Le site du Figaro héberge plusieurs blogs, dont celui de Natacha Polony, intitulé Eloge de la transmission. Il y est question « d’école et de savoirs, de maîtres et de disciples, d’élèves et de professeurs, de parents et d’enfants, de culture et de mémoire… »

Voici un peu moins de deux semaines (le 2 décembre pour être précis), la blogueuse réagissait à un sondage publié à l’occasion du Salon du livre de jeunesse de Montreuil, d’où il ressortait que 70 % des 8-10 ans lisent régulièrement, 50 % des 11-13 ans et 40 % des 14-16 ans également. Qu’on me pardonne de citer un peu longuement son commentaire :

« Il y a déjà quelques temps qu’une telle escroquerie intellectuelle est pratiquée. Elle permet notamment de proclamer chaque année que l’édition se porte bien puisque les « ventes de livres » augmentent. En effet, on y inclut les bandes dessinées. L’auteur de ces lignes se souvient d’ailleurs d’avoir assisté il y a cinq ans, lors d’un reportage dans un IUFM, à l’un de ces séminaires de formation qui faisaient tout le merveilleux de ces belles institutions. Devant une formatrice bienveillante et ravie, une stagiaire documentaliste résumait les avancées de son travail de recherche en vue d’un mémoire sur les « pratiques de lecture des élèves de sixième ». Où il apparaissait que les filles lisaient plus que les garçons, et que le livre le plus emprunté par les filles au CDI du collège était Harry Potter, alors que le livre le plus emprunté par les garçons était Titeuf. Personne pour s’étonner qu’une documentaliste puisse considérer Titeuf comme un « livre », et moins encore pour s’affliger qu’il fasse partie du catalogue d’une bibliothèque de collège.

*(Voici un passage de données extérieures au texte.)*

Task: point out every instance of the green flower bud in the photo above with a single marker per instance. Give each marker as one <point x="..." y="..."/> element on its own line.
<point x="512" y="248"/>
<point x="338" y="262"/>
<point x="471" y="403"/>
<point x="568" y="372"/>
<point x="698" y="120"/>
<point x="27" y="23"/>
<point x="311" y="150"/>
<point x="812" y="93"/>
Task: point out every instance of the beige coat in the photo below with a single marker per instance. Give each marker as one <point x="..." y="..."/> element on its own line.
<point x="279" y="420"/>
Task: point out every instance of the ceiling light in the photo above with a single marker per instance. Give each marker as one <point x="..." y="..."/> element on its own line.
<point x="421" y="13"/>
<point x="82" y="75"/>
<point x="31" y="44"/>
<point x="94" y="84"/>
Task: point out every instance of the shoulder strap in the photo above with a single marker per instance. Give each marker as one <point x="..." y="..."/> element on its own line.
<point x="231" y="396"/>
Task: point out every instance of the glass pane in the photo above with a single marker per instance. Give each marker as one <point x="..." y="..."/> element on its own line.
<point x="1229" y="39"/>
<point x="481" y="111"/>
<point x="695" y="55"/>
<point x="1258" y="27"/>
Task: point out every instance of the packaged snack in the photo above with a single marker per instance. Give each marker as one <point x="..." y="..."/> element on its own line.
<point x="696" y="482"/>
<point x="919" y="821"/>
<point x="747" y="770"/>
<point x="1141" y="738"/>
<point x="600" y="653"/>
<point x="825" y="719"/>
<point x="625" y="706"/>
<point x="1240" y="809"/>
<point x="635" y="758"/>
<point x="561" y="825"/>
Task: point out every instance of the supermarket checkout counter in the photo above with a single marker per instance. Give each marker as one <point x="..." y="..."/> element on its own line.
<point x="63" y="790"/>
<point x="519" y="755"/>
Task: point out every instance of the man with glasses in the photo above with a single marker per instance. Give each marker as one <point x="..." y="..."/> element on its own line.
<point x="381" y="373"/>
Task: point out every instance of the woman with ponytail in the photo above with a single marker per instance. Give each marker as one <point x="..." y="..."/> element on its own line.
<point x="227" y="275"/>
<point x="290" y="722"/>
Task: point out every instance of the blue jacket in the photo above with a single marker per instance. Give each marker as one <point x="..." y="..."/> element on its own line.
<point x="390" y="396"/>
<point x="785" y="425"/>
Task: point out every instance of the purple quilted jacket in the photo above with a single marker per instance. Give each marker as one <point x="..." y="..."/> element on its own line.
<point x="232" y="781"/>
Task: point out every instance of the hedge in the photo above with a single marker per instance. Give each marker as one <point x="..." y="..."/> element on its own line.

 » Qu’on ne se méprenne pas. Il ne s’agit pas de dévaloriser la bande dessinée ou d’en nier le caractère créatif et artistique (je suis, pour ma part, grande lectrice d’Hugo Pratt, autant que de Fred ou Gotlib, ou encore François Bourgeon). Mais la bande dessinée n’a nul besoin de mensonge pour exister et pour se voir reconnue. Une bande dessinée n’est pas un livre parce qu’elle ne met pas en jeu les mêmes processus mentaux dans le cerveau de celui qui la lit. (…) Prétendre, donc, que la bande dessinée est un premier pas vers la lecture est tout bonnement faux. Encore une fois, il s’agit de deux activités de nature différente. » (Les passages soulignés en gras le sont par Natacha Polony elle-même.)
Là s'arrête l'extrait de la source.